Alangkah lebih baiknya lagi, jika para LSM-LSM tidak mengkampanyekan bahaya seks bebas dengan membagi-bagikan kondom di wilayah umum. Manakala kondom tersebut dibagikan di ranah lokalisasi silakan saja, karena hak tersebut ada dalam pemerintah guna menangani para PSK yang terlanjur jatuh ke dalam penyakit tersebut. Dengan membagi-bagikan kondom secara terbuka, maka jangan kaget jika penderita AIDS bukannya turun tapi terus melaju hingga tingkat yang mengkhawatirkan.
Upaya pemerintah pun, baik pemerintah pusat maupun daerah. Hendaknya bekerja lebih intensif sesuai dengan domain mereka. Jika pemerintah pusat bisa memasukkan kurikulum pendidikan seks ada dalam pelajaran agama. Kenapa tidak? Bukannya seks dalam agama bisa diperjelas secara hitam dan putihnya. Untuk pemerintah daerah sendiri, akan lebihnya mengurangi jumlah kondom yang bertebaran guna menjaga jatuhnya kembali korban akan iming-iming mainan sesaat ini. Bahkan bila perlu, kondom hanya akan diperjualbelikan untuk para suami istri yang sah, guna meredam penggunaan kondom yang tidak pada tempatnya.
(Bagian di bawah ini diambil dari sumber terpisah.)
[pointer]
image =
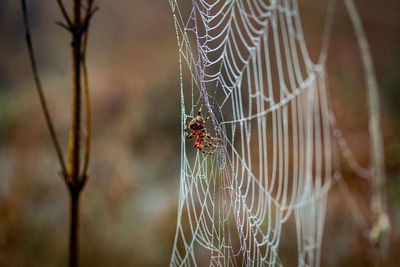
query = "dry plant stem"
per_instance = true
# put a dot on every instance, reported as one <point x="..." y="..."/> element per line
<point x="78" y="27"/>
<point x="380" y="230"/>
<point x="40" y="91"/>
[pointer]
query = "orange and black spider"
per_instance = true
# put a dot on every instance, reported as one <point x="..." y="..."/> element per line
<point x="196" y="128"/>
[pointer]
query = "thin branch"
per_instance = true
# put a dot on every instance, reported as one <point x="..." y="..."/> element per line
<point x="381" y="227"/>
<point x="88" y="110"/>
<point x="64" y="12"/>
<point x="40" y="91"/>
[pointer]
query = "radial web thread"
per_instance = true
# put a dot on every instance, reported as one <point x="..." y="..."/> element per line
<point x="246" y="64"/>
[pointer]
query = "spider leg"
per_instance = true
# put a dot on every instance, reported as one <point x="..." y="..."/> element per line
<point x="210" y="143"/>
<point x="198" y="142"/>
<point x="191" y="135"/>
<point x="202" y="151"/>
<point x="212" y="138"/>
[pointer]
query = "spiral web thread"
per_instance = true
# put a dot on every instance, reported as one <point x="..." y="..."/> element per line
<point x="250" y="70"/>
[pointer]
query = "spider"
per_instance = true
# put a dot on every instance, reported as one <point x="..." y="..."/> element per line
<point x="196" y="128"/>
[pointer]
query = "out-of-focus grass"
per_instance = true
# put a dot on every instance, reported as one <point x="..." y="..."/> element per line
<point x="128" y="208"/>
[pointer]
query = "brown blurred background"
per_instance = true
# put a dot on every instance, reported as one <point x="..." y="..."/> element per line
<point x="128" y="208"/>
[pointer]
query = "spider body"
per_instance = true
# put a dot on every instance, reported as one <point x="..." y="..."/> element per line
<point x="196" y="128"/>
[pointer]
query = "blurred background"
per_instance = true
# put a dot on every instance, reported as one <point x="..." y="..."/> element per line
<point x="128" y="208"/>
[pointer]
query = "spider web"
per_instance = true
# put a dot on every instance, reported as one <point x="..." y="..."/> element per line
<point x="249" y="68"/>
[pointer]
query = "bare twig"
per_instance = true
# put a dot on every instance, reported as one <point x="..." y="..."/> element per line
<point x="87" y="96"/>
<point x="40" y="91"/>
<point x="379" y="234"/>
<point x="64" y="12"/>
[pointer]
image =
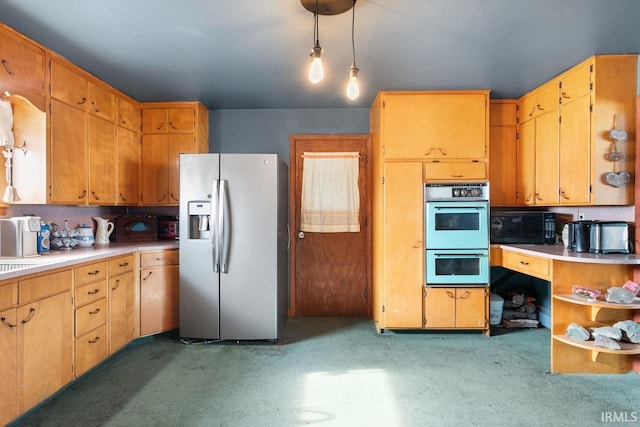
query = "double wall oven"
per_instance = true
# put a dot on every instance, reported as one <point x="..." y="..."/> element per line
<point x="456" y="234"/>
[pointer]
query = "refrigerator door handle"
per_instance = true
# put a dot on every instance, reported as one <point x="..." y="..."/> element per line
<point x="225" y="227"/>
<point x="215" y="220"/>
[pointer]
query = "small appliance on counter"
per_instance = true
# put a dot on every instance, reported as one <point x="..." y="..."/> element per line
<point x="19" y="236"/>
<point x="168" y="228"/>
<point x="136" y="228"/>
<point x="609" y="237"/>
<point x="523" y="227"/>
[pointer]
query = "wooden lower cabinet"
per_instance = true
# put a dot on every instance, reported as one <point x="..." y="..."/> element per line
<point x="159" y="292"/>
<point x="456" y="308"/>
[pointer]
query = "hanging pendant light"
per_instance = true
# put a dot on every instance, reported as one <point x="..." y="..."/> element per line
<point x="316" y="73"/>
<point x="353" y="87"/>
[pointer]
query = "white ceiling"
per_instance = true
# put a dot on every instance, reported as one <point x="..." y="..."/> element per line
<point x="254" y="54"/>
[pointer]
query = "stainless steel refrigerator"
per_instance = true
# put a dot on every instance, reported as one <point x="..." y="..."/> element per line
<point x="233" y="246"/>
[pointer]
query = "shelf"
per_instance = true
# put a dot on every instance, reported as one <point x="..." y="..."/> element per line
<point x="596" y="305"/>
<point x="628" y="349"/>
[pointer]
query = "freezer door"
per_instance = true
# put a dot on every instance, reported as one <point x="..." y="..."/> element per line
<point x="249" y="286"/>
<point x="199" y="283"/>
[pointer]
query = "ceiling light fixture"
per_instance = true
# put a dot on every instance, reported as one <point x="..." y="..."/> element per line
<point x="316" y="73"/>
<point x="353" y="87"/>
<point x="331" y="7"/>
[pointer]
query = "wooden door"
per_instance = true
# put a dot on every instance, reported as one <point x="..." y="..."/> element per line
<point x="330" y="272"/>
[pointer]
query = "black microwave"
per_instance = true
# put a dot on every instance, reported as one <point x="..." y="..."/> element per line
<point x="526" y="227"/>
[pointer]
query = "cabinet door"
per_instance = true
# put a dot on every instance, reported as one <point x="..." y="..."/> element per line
<point x="183" y="143"/>
<point x="404" y="245"/>
<point x="154" y="170"/>
<point x="409" y="126"/>
<point x="525" y="163"/>
<point x="22" y="63"/>
<point x="68" y="86"/>
<point x="121" y="312"/>
<point x="68" y="162"/>
<point x="158" y="299"/>
<point x="575" y="152"/>
<point x="181" y="120"/>
<point x="546" y="158"/>
<point x="461" y="126"/>
<point x="154" y="120"/>
<point x="8" y="365"/>
<point x="440" y="308"/>
<point x="128" y="159"/>
<point x="102" y="102"/>
<point x="102" y="168"/>
<point x="45" y="348"/>
<point x="470" y="307"/>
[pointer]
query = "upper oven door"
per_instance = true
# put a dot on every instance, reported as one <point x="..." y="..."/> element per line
<point x="457" y="225"/>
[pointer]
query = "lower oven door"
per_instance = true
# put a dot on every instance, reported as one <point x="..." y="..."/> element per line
<point x="457" y="267"/>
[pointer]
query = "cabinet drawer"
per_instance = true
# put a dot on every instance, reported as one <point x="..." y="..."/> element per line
<point x="8" y="295"/>
<point x="454" y="171"/>
<point x="156" y="259"/>
<point x="43" y="286"/>
<point x="527" y="264"/>
<point x="120" y="265"/>
<point x="90" y="273"/>
<point x="91" y="292"/>
<point x="91" y="349"/>
<point x="91" y="316"/>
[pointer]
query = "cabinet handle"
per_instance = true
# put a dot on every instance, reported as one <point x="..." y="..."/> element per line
<point x="32" y="312"/>
<point x="4" y="320"/>
<point x="5" y="64"/>
<point x="465" y="295"/>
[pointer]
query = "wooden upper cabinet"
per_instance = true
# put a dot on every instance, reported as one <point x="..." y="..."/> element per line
<point x="168" y="120"/>
<point x="128" y="114"/>
<point x="576" y="83"/>
<point x="21" y="63"/>
<point x="67" y="85"/>
<point x="435" y="125"/>
<point x="102" y="102"/>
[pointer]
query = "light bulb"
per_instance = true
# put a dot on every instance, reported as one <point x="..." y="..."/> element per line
<point x="316" y="73"/>
<point x="353" y="88"/>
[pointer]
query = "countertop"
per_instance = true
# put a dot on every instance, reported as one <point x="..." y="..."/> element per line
<point x="78" y="255"/>
<point x="559" y="252"/>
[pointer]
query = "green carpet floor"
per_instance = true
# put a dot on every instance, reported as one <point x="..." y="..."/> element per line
<point x="339" y="372"/>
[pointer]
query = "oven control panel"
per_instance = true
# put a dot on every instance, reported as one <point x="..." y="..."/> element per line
<point x="457" y="191"/>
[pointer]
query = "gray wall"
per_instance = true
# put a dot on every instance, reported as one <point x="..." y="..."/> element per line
<point x="268" y="131"/>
Terakhir, pemerintah daerah dapat lebih menekan pusat-pusat lokalisasi agar mati secara berangsur-angsur. Contoh kasus adalah penanganan pemkot Surabaya dalam mengawal lokalisasi Kremil menuju kematian. Beragam cara dilakukan agar Kremil berubah status dan pusat lokalisasi bisa dimatikan. Secara preventif, memang para pengguana lokalisasi turun drastis akibat oembatasan penambahan PSK baru. Secara kuratif pun, para ”mantan” PSK tersebut juga dibekali ilmu-ilmu kewirausahaan sebagai bekal hidup selanjutnya. Seperti inilah, langkah konkret pemerintah yang patut dicontoh pemerintah daerah lainnya bahkan LSM-LSM sekalipun yang giat dan fokus akan isu-isu HIV-AIDS.